For this to work, you have to be hard on yourself. Self-reflection must be sincere and honest; weigh your strengths and limitations, both physically and mentally. Consider social and emotional abilities and restrictions.
Now for some inspiration! Do a little brainstorming! Your designs, your passions, your talents and qualities… just write! No criticisms; nothing is off-limits! Don’t be stressed out by this exercise; you can always go back later and fine-tune the list. Filter out some of the things that do not apply.
For now, all you need to do is write them down. Perhaps you can ask a friend to help; the bottom line is to see yourself as others see you–and bring the two into alignment. What would you like to achieve, as the person you really are?
Have a clear vision!
It is a question heard it almost every interview—where do you see yourself in five, ten or even fifteen years from now? What will you be doing; where are you and what have you become?
Stay grounded on this one; don’t hold back. Be realistic. For example, if you are not proficient at math do not imagine yourself as an astrophysicist.
Let the best fit for you come to you naturally—organically!
Take your time and reflect on what you have written, your dreams your plans and what makes you happy. What do you see?
On the paper in front of you, is there a common theme? When you look at the list, are you excited for the future? If you are—you are on the right track!
If you are still stuck, relax! With faith in yourself, it may take some time, but inspiration will come. Be persistent!
Research, talk and ask questions.
After listing your dreams and ambitions through intense self-reflection, the time has come for you to set goals. Put your priorities in order, even if you aren’t completely sure what they are.
Still have questions? Start researching. Talk with friends and teachers. Go online, or the library. Choose related websites, books or other related sources for motivation.
Talk with leaders in the field. Request a meeting with successful people in your chosen field. Think of it as writing an article on the winning strategies of famous people. You may be surprised how an executive will open up about themselves to interested up-and-comers.
When all is said and done… create goals!
When you have a career in mind—congratulations! You have just made one of the most important life decisions.

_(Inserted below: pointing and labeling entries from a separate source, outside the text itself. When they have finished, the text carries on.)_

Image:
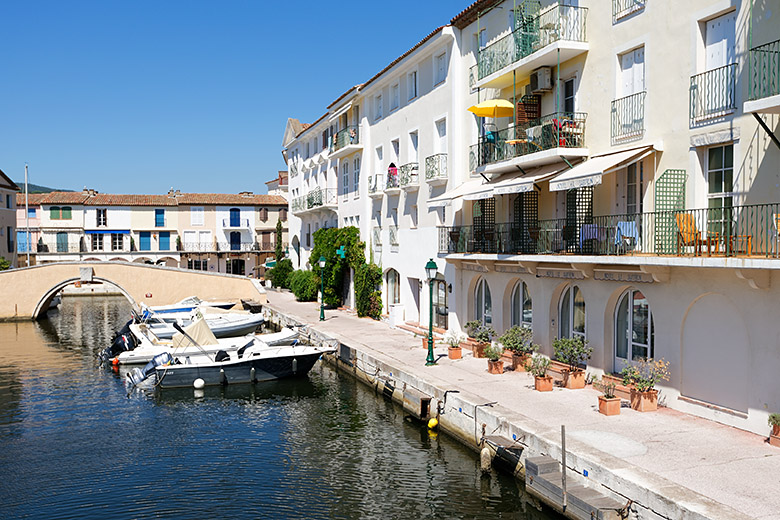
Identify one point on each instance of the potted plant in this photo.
(453, 339)
(517, 340)
(493, 352)
(774, 422)
(537, 366)
(643, 375)
(481, 335)
(574, 352)
(609, 404)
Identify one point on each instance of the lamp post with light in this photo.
(430, 271)
(322, 288)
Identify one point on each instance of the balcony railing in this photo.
(347, 136)
(713, 93)
(436, 167)
(321, 197)
(628, 117)
(408, 175)
(623, 8)
(764, 70)
(235, 223)
(393, 232)
(746, 231)
(558, 130)
(559, 22)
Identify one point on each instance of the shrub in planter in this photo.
(574, 352)
(518, 340)
(643, 375)
(493, 352)
(304, 284)
(537, 366)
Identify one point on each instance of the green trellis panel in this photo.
(669, 197)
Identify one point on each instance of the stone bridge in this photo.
(26, 293)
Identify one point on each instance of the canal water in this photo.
(72, 445)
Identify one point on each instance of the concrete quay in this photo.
(663, 464)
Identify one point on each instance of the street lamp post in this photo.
(322, 288)
(430, 271)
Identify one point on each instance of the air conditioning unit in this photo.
(541, 80)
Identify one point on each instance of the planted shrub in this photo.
(304, 285)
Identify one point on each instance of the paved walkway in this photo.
(729, 466)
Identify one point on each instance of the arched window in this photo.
(483, 305)
(634, 328)
(521, 305)
(571, 322)
(393, 287)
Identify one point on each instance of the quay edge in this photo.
(463, 414)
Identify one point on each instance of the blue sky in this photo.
(142, 96)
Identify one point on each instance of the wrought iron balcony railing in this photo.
(713, 93)
(746, 231)
(764, 70)
(533, 32)
(408, 175)
(628, 117)
(345, 137)
(558, 130)
(436, 167)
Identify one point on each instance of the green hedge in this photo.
(304, 285)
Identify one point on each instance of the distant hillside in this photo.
(34, 188)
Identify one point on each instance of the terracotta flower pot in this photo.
(574, 380)
(609, 406)
(519, 361)
(644, 401)
(495, 367)
(543, 384)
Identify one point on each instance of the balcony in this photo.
(713, 94)
(535, 42)
(738, 231)
(628, 118)
(345, 142)
(436, 169)
(376, 186)
(409, 178)
(544, 140)
(392, 185)
(235, 223)
(764, 79)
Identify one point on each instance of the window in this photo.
(117, 242)
(356, 176)
(411, 85)
(634, 328)
(196, 216)
(159, 218)
(521, 306)
(395, 96)
(378, 107)
(720, 189)
(441, 68)
(483, 305)
(571, 322)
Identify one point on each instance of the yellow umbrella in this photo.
(493, 108)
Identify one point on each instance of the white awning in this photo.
(590, 172)
(515, 183)
(445, 199)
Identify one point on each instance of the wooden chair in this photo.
(689, 235)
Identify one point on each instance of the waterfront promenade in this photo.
(695, 465)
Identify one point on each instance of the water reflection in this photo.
(320, 447)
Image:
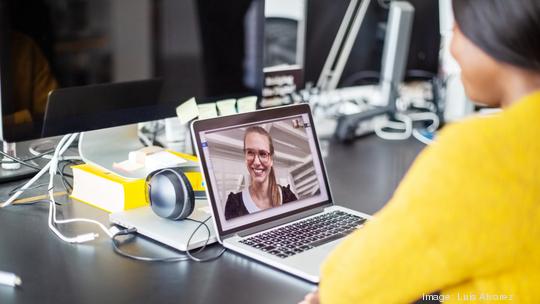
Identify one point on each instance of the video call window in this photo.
(263, 166)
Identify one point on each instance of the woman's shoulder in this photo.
(287, 194)
(234, 206)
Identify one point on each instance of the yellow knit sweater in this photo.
(465, 221)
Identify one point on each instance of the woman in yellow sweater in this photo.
(465, 221)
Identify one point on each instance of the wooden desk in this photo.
(362, 175)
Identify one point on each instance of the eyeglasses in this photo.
(264, 156)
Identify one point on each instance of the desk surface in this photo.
(362, 176)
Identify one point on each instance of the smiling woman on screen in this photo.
(263, 192)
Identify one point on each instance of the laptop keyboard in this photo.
(304, 235)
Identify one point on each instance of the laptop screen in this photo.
(261, 166)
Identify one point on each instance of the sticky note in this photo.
(247, 104)
(207, 110)
(187, 111)
(226, 106)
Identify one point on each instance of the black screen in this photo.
(364, 63)
(144, 57)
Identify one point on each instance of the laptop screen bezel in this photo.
(199, 126)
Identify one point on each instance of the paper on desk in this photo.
(207, 110)
(226, 106)
(187, 111)
(247, 104)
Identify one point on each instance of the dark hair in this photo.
(507, 30)
(273, 186)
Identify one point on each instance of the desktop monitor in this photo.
(93, 64)
(323, 19)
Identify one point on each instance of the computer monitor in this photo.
(323, 19)
(115, 62)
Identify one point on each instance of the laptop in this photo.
(302, 225)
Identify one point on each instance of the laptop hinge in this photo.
(281, 221)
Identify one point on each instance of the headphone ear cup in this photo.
(170, 194)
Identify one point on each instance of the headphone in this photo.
(170, 193)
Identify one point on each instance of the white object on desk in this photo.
(9, 279)
(226, 106)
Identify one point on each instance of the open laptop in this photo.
(298, 234)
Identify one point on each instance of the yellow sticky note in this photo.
(247, 104)
(187, 111)
(207, 110)
(226, 106)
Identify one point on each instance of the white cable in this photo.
(34, 152)
(52, 204)
(32, 180)
(422, 138)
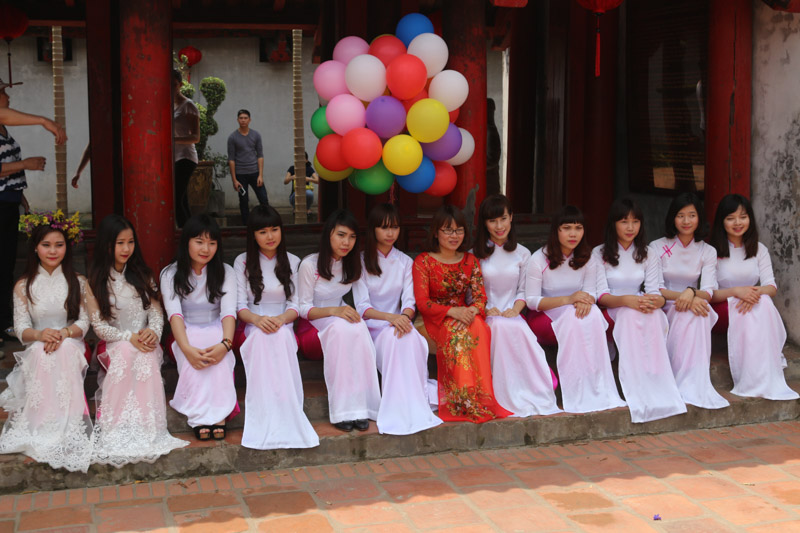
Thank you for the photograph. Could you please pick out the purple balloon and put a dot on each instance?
(445, 147)
(386, 116)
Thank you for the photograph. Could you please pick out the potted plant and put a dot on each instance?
(213, 91)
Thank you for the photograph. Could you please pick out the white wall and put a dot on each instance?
(776, 151)
(35, 95)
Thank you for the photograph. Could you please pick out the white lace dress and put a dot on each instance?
(48, 415)
(131, 421)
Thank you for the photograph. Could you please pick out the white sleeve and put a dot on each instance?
(227, 304)
(708, 275)
(765, 274)
(601, 282)
(293, 301)
(590, 277)
(533, 280)
(361, 295)
(241, 282)
(306, 279)
(652, 274)
(172, 302)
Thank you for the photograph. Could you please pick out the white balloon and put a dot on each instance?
(467, 147)
(365, 77)
(450, 88)
(432, 50)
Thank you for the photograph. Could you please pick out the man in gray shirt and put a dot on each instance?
(246, 160)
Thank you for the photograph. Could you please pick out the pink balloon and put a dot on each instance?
(348, 48)
(329, 79)
(344, 113)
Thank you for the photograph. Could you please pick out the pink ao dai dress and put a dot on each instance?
(584, 364)
(204, 396)
(520, 375)
(756, 338)
(689, 337)
(403, 362)
(644, 370)
(274, 416)
(349, 355)
(131, 421)
(48, 415)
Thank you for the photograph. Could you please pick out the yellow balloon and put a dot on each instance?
(427, 120)
(331, 175)
(402, 155)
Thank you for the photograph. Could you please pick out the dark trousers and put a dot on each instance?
(250, 180)
(9, 234)
(183, 172)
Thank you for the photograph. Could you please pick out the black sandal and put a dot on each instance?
(202, 436)
(217, 432)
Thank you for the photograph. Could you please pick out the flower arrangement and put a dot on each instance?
(70, 225)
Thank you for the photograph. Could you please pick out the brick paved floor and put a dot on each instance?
(732, 479)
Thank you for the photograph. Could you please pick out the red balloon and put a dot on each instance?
(454, 115)
(329, 153)
(406, 76)
(444, 180)
(361, 148)
(386, 48)
(411, 101)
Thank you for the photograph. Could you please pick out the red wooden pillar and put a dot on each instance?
(464, 29)
(146, 62)
(729, 100)
(101, 30)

Now comes the fun part, making it so!
Do you need more training? Will you need to rework your résumé, to appeal to potential employers in specific industries?
From here, establishing concrete goals will be a snap. What steps must be taken to achieve these goals?
Take those milestones—five years, ten years from now—and use them as a blueprint. Write them out as a user manual for your career—step-by-step, even one day at a time. What do you have to do in a month, six months or one year to get there? Yes, these are your goals to the life of your choosing.
You do have a destiny! With a little effort on your part, you will be able recognize the career that fits your dreams.